Crémation:
Le point de vue de l'Eglise catholique de France:

 

Trois questions à Pierre Faure

Le père Pierre Faure est directeur-adjoint du Centre national de la pastorale liturgique. A ce titre, il a participé à l'élaboration du nouveau rituel proposé pour les cérémonies de crémation.

 

Comment l'Eglise gère-t-elle la question de la crémation ?

Le rituel catholique des funérailles a été élaboré à Rome et publié en latin. Pour les pays francophones, il a été traduit et adapté pour tenir compte des mentalités et des cultures. L'Eglise du Canada, où les crémations sont beaucoup plus fréquentes qu'en France, a obtenu en 1986 (13 ans après la parution du rituel) l'autorisation de célébrer les funérailles en présence de l'urne cinéraire*. En Afrique, où la crémation n'existe pas, la liturgie tient compte des coutumes funéraires très anciennes. En France, le rituel prévoit des prières qui conviennent pour le lieu de la crémation, puisque l'Eglise catholique autorise la crémation depuis 1963 dans la mesure où elle n'est pas choisie comme une pratique antichrétienne. Mais il est vrai que l'Eglise reste attachée à la tradition de l'inhumation, en référence au Christ enseveli.

 

Pourquoi les prêtres refusent-ils d'officier au crématorium ?
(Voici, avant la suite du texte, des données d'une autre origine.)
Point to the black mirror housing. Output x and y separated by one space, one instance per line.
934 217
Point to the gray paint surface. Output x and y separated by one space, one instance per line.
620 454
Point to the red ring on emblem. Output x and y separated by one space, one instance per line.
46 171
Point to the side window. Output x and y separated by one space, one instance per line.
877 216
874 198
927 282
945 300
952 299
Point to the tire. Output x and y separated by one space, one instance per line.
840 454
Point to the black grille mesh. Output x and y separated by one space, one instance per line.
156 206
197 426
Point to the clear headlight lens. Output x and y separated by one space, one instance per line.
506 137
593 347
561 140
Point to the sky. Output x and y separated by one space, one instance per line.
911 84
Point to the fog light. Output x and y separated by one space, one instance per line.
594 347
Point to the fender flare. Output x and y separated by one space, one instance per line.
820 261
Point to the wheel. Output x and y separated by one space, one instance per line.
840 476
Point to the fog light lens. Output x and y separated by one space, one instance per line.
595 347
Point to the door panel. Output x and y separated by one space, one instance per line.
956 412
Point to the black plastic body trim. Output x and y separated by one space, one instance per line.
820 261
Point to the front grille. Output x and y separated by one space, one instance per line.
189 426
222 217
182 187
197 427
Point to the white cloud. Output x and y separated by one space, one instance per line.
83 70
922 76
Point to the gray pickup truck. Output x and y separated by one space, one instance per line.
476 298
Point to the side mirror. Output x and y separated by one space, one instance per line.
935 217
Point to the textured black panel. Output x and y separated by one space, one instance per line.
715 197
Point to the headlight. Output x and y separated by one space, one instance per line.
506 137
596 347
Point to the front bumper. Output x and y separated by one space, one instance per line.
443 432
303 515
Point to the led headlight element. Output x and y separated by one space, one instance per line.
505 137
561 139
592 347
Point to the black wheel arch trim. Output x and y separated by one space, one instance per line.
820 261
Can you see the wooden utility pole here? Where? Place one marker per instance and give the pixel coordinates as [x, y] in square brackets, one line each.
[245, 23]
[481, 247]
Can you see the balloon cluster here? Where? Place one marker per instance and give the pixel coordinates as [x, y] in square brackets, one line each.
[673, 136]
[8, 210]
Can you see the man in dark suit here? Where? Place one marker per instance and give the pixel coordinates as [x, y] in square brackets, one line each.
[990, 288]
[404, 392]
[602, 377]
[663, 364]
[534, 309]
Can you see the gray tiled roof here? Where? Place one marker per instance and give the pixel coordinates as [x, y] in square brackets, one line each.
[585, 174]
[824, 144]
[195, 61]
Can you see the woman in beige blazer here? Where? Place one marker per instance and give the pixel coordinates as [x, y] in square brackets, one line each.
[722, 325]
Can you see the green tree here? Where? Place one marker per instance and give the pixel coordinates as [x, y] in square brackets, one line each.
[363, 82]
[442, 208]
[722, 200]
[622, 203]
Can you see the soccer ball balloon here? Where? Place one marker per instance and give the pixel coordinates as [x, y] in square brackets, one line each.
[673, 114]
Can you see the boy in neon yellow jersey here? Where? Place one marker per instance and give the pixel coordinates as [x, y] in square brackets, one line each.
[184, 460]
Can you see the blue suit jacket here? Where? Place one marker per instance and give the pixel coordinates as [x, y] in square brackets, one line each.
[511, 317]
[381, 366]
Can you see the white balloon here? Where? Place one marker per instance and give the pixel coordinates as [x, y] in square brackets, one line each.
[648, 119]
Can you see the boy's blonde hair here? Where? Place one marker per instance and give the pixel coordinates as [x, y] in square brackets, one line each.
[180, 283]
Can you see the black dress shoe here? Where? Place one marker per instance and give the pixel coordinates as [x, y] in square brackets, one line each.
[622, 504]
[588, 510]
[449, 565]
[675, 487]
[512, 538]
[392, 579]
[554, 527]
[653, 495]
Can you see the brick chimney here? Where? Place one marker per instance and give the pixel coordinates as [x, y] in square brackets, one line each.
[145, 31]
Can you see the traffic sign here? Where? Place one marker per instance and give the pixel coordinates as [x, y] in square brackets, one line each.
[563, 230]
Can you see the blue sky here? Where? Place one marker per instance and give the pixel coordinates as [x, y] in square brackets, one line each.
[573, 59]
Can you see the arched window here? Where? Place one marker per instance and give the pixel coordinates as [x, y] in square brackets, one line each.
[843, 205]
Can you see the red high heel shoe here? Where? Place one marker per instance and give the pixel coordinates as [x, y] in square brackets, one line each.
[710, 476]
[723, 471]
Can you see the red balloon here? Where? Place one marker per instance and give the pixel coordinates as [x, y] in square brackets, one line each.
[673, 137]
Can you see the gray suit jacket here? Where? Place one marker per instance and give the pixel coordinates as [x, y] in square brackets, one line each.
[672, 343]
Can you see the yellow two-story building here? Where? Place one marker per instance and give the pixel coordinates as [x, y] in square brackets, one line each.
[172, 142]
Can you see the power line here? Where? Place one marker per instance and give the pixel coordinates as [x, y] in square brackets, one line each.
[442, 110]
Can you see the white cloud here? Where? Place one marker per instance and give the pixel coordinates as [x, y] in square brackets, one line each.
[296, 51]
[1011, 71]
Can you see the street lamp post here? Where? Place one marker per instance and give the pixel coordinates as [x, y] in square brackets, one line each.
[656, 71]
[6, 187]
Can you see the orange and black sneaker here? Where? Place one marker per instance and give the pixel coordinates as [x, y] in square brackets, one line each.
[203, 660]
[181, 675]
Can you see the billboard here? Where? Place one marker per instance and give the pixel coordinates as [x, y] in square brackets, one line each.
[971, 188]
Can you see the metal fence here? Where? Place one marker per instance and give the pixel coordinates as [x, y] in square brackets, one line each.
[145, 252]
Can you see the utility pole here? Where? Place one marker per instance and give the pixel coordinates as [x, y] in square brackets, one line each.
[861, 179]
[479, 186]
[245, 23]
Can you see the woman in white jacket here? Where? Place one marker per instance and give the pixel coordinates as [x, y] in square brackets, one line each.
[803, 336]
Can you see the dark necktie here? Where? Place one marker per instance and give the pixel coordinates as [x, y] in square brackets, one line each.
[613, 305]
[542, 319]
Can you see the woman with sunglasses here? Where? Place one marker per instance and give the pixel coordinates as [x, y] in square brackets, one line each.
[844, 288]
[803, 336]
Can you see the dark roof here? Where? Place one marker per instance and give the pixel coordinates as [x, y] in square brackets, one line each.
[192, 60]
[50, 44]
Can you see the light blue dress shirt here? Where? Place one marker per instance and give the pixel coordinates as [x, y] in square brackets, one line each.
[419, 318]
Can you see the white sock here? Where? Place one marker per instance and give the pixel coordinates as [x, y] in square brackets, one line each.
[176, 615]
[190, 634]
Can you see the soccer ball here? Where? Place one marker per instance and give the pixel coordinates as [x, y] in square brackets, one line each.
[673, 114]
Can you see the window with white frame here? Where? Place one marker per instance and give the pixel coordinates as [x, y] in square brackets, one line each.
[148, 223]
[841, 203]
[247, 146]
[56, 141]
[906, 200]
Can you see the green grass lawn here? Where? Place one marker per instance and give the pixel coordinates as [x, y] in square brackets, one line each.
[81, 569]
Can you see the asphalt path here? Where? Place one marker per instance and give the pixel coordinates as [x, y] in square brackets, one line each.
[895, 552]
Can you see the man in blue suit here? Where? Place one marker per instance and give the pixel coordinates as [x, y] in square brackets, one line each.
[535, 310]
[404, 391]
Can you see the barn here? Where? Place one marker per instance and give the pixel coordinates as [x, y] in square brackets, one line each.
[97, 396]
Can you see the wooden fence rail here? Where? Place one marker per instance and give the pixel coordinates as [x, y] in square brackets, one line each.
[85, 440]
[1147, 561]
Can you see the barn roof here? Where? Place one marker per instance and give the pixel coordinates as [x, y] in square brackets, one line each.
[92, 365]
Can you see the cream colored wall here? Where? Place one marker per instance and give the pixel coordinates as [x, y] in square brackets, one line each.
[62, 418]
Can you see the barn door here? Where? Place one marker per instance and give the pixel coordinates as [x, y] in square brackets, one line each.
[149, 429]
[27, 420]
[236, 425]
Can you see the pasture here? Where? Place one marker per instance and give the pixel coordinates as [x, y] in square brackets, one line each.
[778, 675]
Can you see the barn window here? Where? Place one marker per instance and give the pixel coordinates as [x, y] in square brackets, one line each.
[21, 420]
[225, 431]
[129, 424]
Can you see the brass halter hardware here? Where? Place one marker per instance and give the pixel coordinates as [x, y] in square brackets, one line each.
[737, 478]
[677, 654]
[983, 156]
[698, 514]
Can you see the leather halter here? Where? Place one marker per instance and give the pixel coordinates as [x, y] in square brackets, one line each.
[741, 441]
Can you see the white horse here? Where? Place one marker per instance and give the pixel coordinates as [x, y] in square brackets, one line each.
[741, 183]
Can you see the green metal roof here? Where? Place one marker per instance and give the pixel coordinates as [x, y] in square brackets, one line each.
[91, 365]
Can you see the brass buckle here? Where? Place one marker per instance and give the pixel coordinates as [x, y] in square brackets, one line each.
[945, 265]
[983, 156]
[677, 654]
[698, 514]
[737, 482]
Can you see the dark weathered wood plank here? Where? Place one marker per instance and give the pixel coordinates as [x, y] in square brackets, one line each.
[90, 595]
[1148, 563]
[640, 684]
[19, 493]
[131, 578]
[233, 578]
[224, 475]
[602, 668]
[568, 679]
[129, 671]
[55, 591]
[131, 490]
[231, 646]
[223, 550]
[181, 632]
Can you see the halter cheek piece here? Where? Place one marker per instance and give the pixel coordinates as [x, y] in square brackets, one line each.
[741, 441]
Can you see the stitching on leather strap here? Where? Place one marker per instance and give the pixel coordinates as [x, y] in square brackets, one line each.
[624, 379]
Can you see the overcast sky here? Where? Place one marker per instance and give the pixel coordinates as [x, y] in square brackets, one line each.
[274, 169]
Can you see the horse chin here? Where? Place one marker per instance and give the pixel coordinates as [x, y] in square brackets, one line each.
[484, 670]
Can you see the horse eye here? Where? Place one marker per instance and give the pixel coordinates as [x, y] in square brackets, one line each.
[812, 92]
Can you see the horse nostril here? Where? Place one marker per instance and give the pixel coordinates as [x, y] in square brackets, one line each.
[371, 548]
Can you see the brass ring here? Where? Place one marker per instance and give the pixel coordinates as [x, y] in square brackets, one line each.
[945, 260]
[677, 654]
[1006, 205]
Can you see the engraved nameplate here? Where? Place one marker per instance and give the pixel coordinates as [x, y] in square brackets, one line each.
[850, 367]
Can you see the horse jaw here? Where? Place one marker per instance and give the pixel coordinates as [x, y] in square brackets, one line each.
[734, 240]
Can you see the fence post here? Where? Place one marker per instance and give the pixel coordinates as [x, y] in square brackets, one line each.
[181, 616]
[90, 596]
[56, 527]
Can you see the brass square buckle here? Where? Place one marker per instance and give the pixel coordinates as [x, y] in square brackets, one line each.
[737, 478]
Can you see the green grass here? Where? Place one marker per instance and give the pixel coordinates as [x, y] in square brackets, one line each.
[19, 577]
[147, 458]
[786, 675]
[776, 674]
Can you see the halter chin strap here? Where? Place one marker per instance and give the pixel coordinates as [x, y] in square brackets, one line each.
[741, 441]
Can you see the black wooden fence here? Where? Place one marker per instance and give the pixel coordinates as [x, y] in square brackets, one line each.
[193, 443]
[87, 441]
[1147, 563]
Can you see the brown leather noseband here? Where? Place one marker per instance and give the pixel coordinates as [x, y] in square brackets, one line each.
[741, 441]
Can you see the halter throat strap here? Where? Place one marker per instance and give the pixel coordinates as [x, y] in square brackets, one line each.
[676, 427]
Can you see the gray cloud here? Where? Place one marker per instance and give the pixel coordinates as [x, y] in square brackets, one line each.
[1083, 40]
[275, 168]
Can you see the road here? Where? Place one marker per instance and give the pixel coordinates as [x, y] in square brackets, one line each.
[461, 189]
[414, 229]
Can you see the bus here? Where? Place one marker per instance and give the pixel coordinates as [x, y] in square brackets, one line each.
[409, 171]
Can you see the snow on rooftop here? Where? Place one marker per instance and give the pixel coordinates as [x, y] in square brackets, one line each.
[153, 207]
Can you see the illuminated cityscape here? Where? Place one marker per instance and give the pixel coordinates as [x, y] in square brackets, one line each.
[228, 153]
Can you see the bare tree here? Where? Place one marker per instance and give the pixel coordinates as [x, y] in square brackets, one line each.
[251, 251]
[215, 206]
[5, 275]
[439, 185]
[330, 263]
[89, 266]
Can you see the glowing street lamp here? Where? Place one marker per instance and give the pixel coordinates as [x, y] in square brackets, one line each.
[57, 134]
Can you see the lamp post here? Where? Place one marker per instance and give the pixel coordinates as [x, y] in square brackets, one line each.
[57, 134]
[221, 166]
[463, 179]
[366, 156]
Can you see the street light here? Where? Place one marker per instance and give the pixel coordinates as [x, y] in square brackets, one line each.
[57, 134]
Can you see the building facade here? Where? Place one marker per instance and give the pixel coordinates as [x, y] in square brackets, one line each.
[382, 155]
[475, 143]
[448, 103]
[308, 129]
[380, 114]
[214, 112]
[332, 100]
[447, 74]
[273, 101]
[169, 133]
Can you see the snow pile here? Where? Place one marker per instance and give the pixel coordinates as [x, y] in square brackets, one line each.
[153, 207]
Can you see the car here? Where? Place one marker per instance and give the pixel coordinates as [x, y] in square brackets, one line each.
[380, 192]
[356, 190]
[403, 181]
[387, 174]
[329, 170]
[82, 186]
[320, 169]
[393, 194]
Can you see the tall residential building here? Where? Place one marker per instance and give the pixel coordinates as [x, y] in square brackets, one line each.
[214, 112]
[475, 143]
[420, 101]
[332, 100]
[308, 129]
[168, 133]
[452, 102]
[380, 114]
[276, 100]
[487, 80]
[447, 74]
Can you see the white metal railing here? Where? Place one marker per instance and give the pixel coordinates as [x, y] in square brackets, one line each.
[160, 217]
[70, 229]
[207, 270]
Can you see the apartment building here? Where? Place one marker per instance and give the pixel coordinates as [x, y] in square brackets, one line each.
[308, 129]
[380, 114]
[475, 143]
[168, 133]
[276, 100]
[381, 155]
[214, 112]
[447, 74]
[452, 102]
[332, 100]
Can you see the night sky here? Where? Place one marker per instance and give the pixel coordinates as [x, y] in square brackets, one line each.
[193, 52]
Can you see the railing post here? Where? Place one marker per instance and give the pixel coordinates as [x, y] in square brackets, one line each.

Le crématorium n'est pas une église. Or, le passage à l'Eglise pour tous les chrétiens-défunts est indispensable. Bien plus qu'un bâtiment, le mot Eglise représente la communauté des baptisés. La personne décédée a été baptisée à l'église, elle y a reçu tous les sacrements : eucharistie, mariage. Il est donc normal que ses funérailles y soient également célébrées. Après la cérémonie, le prêtre peut aller au crématorium ou au cimetière. C'est de plus en plus rare, en raison de la diminution du nombre des prêtres. Mais cette présence au cimetière ou au crématorium peut être assurée par des laïcs, de même que l'accompagnement des familles en deuil.

 

Que pensez-vous de la crémation, en tant que pratique ?

Il ne faut pas la limiter à une opération technique, "hygiénique", comme le font certains crématistes. Passer de l'inhumation à la crémation, c'est changer complètement de repères symboliques (de la terre au feu), sans appuis dans notre culture. Cette disparition rapide et violente du corps risque de ne pas faciliter le travail de deuil des proches. Et il arrive que des familles vivent très mal le choix du défunt pour la crémation. D'où vient cet affaiblissement de la confiance dans la terre-mère à qui l'on confie son corps ? Aujourd'hui, l'homme veut tout gérer, tout contrôler : alors il décide lui-même de la destruction de son corps. C'est une manière d'effacer la maladie, la vieillesse, la diminution, de se cacher la mort.

 

* Selon le rituel catholique, les funérailles doivent se dérouler en présence du corps.